Sorry to Bother You Review — Call out

Lakeith Stanfield and Danny Glover in Sorry to Bother You

I worked in a call centre for several years. So when, in the very first scene of this movie there’s this archly framed shot of Lakeith Stanfield’s hero in front of a noticeboard on which the contextless word ‘You’ is prominently displayed — I felt that. As he begs for a job with his fraudulent credentials across from the desk of some pasty old dude who is over-friendly and a little lascivious you’re firmly established in the realm of a workplace comedy. There’s echoes early on of Mike Judge’s Office Space, though we can tell that Boots Riley approaches the environment with a more easily apparent political bent.

He creates people around our apathetic lead like his performance artist girlfriend (Tessa Thompson), the whispery workplace organiser (Steven Yeun), and his uncle facing repossession (Terry Crews). On the television we see news reports suggesting growing social unrest, adverts for innovative startups that are promising to nebulously ‘reinvent’ work, and a game show called I Got the Shit Kicked Out of Me!. The game show one is probably the weakest of the bunch, the script was apparently written a while ago and the same thing has been done quite a few times before.

What hasn’t been demonstrated is the absolute commitment to following every single strand of the world to its ultimate, wildest conclusion. The thing with workplace comedies is that regardless of their opinion of work, in order for the plot to have any drive they have to accept the assumptions of the capitalist system. Office Space ends with the lead finding a job that he likes, but the necessity of labour is unquestioned. This film starts in that vein, an early shot showing Stanfield’s Cash Green working as some chaotic printer malfunction happens in the background demonstrates his obliviousness, but slowly things start to get woke.

The great Danny Glover advises him early on that he ain’t gonna get nowhere if he sounds black on the phone, and the prodigious speed with which he picks up his ‘white voice’ sends him shooting up the ranks. It’s a fact that businesses are run on secrets. The most obvious and pressing to the worker is pay, societal hush around the topic of compensation is what gets us all screwed, but that ain’t all. It’s in the way that high power people make up acronyms for things understandable in plain language, but whose status is increased by knowing the right words.

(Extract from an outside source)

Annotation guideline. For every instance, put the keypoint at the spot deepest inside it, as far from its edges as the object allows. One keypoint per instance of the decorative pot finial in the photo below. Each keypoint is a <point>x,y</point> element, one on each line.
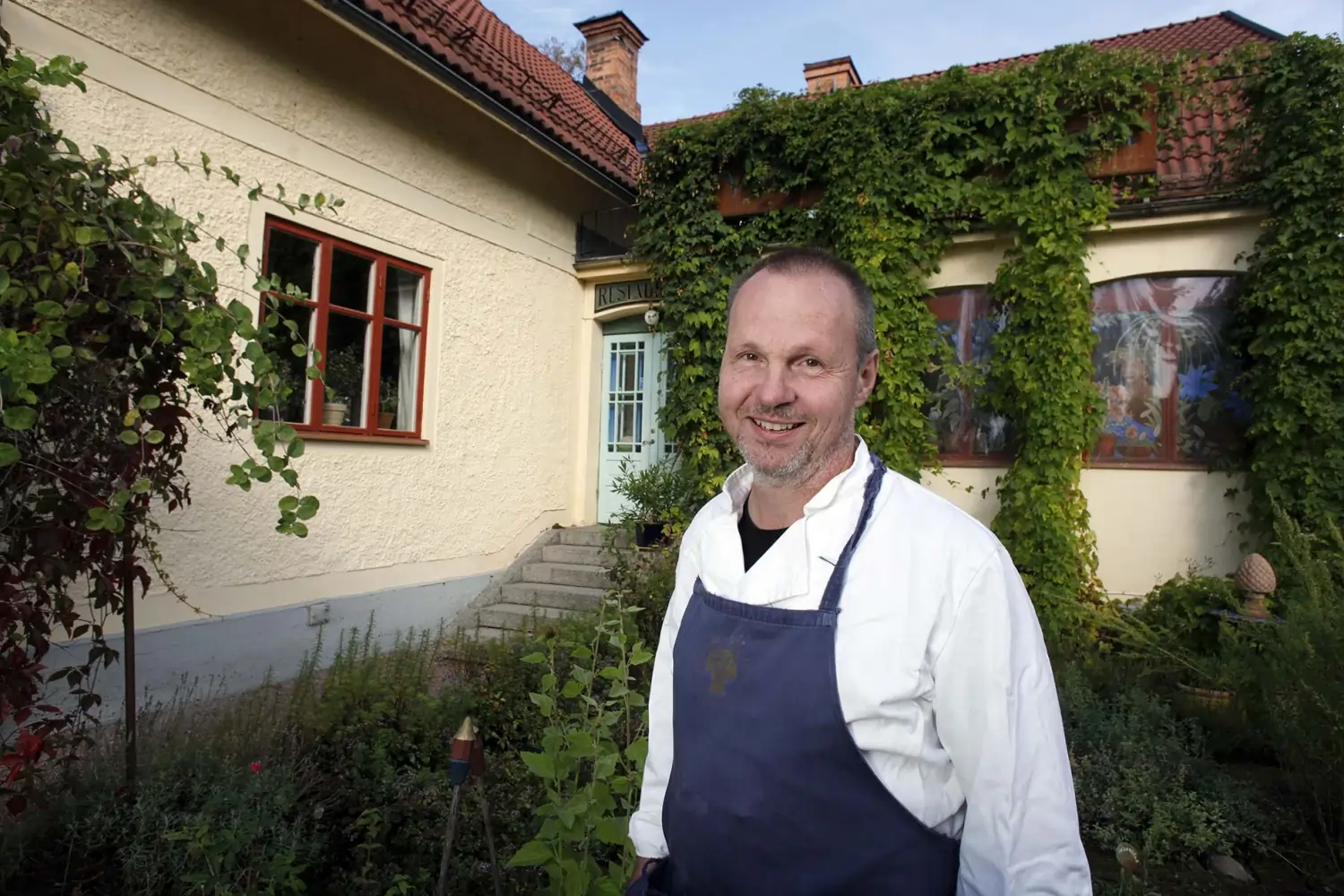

If a worker is kept uninformed they are more easily manipulable. We see this extend in both directions, while the labourers at the bottom decide to inform themselves on class consciousness and strike, Cash scabs out on them and rises through the ranks. As he does so the secrets that he gains access to become increasingly troubling until their cost don’t become worth selling his soul for.

And soul selling becomes almost entirely literal as the running time goes along. Armie Hammer turns up as some tech-bro parody of a human being that he makes uncomfortably real in the way we imagine human vampire Peter Thiel to be and the film takes a grand leap to the absurd. Like, we’ve been witness to it all along — Detroit, the girlfriend sports increasingly outlandish earwear, twirls nonsensical street signs on corners. When telemarketing a full computer desk plummets into the room of whoever’s on the phone. The ‘white voice’ is overdubbed by David Cross for fuck’s sake.

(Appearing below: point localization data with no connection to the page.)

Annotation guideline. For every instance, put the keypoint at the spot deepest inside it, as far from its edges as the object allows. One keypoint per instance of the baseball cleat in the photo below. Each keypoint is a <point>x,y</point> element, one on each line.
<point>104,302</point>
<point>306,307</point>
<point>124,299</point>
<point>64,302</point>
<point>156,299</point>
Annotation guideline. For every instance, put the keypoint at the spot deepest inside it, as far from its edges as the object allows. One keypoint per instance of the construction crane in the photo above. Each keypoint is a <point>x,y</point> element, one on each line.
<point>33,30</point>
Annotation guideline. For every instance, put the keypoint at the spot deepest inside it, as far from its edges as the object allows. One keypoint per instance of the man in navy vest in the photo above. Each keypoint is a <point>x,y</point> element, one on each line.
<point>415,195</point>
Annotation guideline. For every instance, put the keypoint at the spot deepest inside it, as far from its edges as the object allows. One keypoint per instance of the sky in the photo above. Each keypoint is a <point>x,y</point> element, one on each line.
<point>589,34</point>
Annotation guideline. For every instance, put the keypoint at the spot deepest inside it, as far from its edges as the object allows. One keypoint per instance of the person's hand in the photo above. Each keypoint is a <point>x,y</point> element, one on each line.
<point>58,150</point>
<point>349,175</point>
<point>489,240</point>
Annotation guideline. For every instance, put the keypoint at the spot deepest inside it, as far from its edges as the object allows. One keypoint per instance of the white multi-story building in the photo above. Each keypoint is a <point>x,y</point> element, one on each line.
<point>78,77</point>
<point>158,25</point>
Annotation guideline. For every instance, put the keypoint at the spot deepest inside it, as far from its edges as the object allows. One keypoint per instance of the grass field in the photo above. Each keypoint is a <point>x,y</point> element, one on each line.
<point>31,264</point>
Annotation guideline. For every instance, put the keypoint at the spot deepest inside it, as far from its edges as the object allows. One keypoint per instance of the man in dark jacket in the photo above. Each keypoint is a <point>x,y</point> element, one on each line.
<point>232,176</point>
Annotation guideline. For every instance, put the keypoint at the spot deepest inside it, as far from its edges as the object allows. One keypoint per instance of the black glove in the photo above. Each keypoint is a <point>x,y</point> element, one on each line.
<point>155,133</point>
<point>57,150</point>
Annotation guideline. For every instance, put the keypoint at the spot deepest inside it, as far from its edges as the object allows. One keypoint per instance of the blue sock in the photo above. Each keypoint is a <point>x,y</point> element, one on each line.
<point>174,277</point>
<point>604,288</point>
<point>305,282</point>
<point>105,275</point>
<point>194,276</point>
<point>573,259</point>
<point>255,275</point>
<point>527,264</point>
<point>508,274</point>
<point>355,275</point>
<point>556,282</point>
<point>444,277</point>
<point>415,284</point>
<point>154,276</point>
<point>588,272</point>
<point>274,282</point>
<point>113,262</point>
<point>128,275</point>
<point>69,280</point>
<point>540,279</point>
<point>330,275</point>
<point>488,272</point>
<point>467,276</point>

Yet it’s easy to be dismissed, it’s stylistic, a first time filmmaker having fun with the elements at his disposal. But like, not actually. The final act of this film directly confronts the audience with the absurdity of capitalism, and suddenly all the weirdness is redefined. I’m like half into leftist twitter and listen to a few leftist podcasts and there’s a lot of jokes told in order to reconcile the horrific dissonance that comes with living a comfortable life in a crumbling world.

The white voice is a real thing. The violence of television and hypocrisy of the news is a real thing. So when that happens. Yeah, I can see it.

It’s goofy and ridiculous and sometimes laser sharp and sometimes broad as hell. There’s a sloppiness to it, it moves with a weird frantic energy. Like Riley knew he’d not be let make another movie after this (or maybe only had the one in him) and so had to throw literally everything into it. So there’s like a troubled romance subplot for about five minutes which feels outta place. A strange amount of time is dedicated to the proliferation of a meme, things like that. Characters just appear and disappear when necessary and, while there is an ending, it’s a very messy dismount.

I’m not sure what the reaction of a capitalist to this movie would be. There’s a whole lotta discourse going on and the unrestrained spite at the core would probably chafe uncomfortably. But there ain’t no capitalist going to go see this. It’s not for them, propaganda can make itself smooth — protest can’t.

Sorry to Bother You is currently screening in UK cinemas.